The scope of her work is part of the reason Yeager is requesting she and her family be reimbursed for their defense, which Mobile County Attorney Jay Ross said cost around $40,000.

“We have received a copy of a notice of claim from Mrs. Yeager and are reviewing it now,” Ross said. “She made a request for the reimbursement in the typical fashion that others that have claims against the county make.”

Ross said typically, if someone believes they have a claim for cause of action against the county government, they’re required to submit a “notice of claim” as a prerequisite to filing a lawsuit.

As of now, there’s no indication of a potential lawsuit, according to Ross.

“There is precedent under an Alabama law for governmental entities to pay those expenses,” Ross said. “I don’t what the normal course of business is because it’s the first time it’s come up for me in any venue, but there are some AG opinions out there that allow that to happen.”

Ross said a similar case occurred in Washington County, when Sheriff Richard Stringer was reimbursed $169,000 from Washington County Commission for the legal fees he incurred during a federal trial in 2013.

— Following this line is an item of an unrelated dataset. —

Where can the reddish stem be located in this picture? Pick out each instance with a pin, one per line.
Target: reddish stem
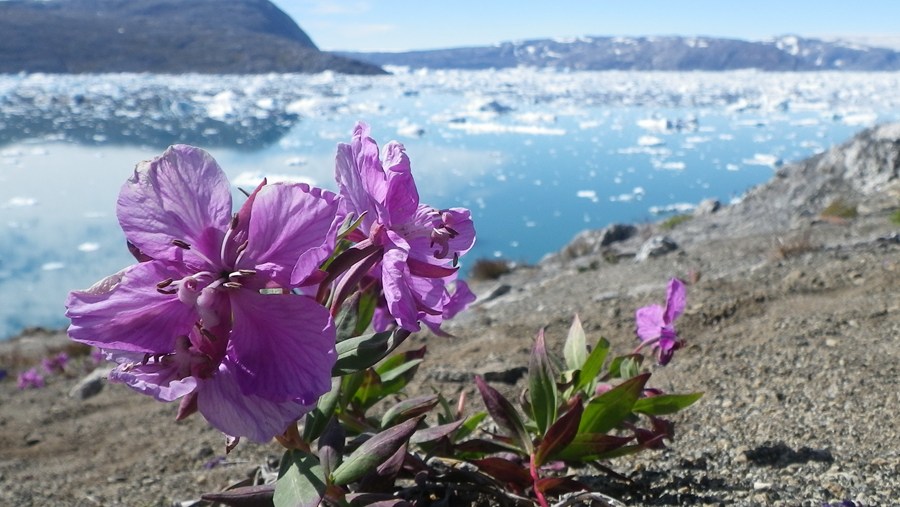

Stringer, who was also acquitted, was indicted in July 2013 for his alleged participation in a scheme to defraud the government by hiding the income of a jailer so the employee could continue to receive Social Security benefits.

Yeager’s letter was sent to Mobile County Administrator John Pafenbach, but it will be up to the Mobile County Commission to address the request. Lagniappe has a requested a copy of that letter, but Ross said it wouldn’t be released until the commissioners had decided how to proceed in the matter.

Ross said the Commission should address the issue sometime in the next few weeks. Commissioners said they also couldn’t comment while the matter is pending.